King George V is in Overport, where patients with multi-drug-resistant TB (MDR-TB) and extreme-drug-resistant TB (XDR-TB) are treated.

Buyani Magagula, 41, is being treated in the hospital after he was diagnosed  with XDR-TB in December last year. Magagula had been on MDR-TB treatment since 2006, but his immune system failed to respond to the medication.

The father of six was hoping to be cured soon and return to work so he could support his children again. He first contracted TB in 1984.

Another MDR-TB patient, Mzwandile Mnyaka told Sapa he was responding well to  treatment.

“I am not feeling any pain, I just feel normal. Well, I have to stay in hospital because I have MDR.”
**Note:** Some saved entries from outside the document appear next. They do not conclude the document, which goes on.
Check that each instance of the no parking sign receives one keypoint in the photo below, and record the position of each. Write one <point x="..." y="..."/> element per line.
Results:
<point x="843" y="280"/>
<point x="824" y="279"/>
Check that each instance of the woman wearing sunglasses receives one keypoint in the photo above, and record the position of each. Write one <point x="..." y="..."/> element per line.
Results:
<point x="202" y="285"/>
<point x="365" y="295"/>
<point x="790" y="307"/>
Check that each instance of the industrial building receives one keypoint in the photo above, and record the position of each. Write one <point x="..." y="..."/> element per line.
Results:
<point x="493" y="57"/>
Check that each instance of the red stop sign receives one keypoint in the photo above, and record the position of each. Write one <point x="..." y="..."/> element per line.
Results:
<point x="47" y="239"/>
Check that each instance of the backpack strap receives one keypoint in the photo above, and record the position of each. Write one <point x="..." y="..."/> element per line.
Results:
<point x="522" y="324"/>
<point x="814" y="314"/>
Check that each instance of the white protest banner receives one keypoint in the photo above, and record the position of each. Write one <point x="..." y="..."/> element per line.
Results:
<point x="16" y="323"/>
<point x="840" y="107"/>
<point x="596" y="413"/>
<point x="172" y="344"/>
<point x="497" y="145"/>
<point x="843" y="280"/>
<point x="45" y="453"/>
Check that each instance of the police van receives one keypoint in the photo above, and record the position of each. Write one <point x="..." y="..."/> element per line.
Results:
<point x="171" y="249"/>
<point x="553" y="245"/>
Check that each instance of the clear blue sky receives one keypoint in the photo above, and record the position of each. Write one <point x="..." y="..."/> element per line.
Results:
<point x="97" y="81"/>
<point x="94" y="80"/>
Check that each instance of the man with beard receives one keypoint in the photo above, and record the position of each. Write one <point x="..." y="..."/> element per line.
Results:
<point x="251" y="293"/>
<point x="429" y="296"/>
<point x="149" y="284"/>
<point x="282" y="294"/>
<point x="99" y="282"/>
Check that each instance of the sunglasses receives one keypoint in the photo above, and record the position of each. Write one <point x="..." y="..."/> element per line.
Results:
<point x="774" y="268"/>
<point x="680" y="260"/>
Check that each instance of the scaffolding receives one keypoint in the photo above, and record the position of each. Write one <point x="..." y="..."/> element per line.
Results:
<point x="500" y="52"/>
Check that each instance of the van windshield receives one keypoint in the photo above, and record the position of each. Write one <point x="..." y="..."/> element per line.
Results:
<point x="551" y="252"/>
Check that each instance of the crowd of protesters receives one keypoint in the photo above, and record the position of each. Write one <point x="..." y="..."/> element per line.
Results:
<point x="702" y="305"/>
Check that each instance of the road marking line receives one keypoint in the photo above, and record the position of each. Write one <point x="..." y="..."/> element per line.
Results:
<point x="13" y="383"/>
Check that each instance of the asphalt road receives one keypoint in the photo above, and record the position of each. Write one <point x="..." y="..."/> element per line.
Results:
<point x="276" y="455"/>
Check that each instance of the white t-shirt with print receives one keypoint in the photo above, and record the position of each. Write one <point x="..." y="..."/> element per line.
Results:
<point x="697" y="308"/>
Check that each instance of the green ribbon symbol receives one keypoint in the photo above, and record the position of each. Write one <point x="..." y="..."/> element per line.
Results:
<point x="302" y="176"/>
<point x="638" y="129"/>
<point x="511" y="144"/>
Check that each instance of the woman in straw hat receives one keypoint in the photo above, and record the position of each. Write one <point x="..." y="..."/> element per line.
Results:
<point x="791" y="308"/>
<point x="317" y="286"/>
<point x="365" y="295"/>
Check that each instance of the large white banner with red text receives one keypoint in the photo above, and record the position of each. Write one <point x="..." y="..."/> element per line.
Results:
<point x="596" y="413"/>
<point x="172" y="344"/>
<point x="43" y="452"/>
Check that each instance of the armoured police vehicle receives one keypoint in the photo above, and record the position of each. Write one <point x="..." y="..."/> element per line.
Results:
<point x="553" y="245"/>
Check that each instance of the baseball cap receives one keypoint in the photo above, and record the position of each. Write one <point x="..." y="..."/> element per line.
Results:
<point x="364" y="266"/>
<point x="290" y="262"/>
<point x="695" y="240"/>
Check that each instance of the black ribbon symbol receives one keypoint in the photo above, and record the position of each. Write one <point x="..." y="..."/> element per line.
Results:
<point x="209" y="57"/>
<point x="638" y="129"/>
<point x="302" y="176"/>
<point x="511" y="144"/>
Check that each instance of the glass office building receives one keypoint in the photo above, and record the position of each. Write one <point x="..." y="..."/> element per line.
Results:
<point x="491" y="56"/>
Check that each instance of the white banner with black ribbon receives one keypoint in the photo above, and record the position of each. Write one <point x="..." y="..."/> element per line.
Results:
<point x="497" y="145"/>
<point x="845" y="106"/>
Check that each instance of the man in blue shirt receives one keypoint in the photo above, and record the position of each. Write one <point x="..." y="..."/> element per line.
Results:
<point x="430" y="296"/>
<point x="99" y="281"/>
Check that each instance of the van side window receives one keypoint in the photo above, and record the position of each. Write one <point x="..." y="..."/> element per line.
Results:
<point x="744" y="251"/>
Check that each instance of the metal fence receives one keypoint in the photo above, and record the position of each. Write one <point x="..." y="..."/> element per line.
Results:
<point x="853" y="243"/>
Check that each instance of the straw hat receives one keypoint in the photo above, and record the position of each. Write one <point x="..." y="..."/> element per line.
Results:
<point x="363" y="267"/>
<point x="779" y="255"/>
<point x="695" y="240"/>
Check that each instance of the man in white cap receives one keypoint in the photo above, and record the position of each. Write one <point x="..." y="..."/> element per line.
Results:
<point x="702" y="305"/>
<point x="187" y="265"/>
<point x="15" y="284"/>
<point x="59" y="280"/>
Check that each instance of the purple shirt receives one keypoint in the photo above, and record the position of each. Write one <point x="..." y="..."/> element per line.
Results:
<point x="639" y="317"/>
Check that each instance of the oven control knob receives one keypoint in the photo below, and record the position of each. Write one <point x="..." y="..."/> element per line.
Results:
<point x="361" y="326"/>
He was diagnosed with TB in June 2010. After he completed his TB treatment MDR was detected when he was tested in February.

The health department’s national MDR unit head Norbert Ndjeka said TB was a serious problem in South Africa. The country had the third highest number of TB  infections worldwide.

There were about 9000 people diagnosed with MDR-TB in the country, 4000 receiving treatment and 2000 of those in hospitals.

Ndjeka said 42 percent of MDR-TB patients in the country were successfully treated in 2009.

Twenty percent of MDR patients died during treatment.

He said problems in dealing with MDR were poor treatment success rate, fewer  hospital beds and a shortage of nurses and doctors.

Ndjeka criticised the private sector for not helping, as patients often lost  their jobs once diagnosed with MDR.

It takes to two years or more to cure MDR and XDR TB.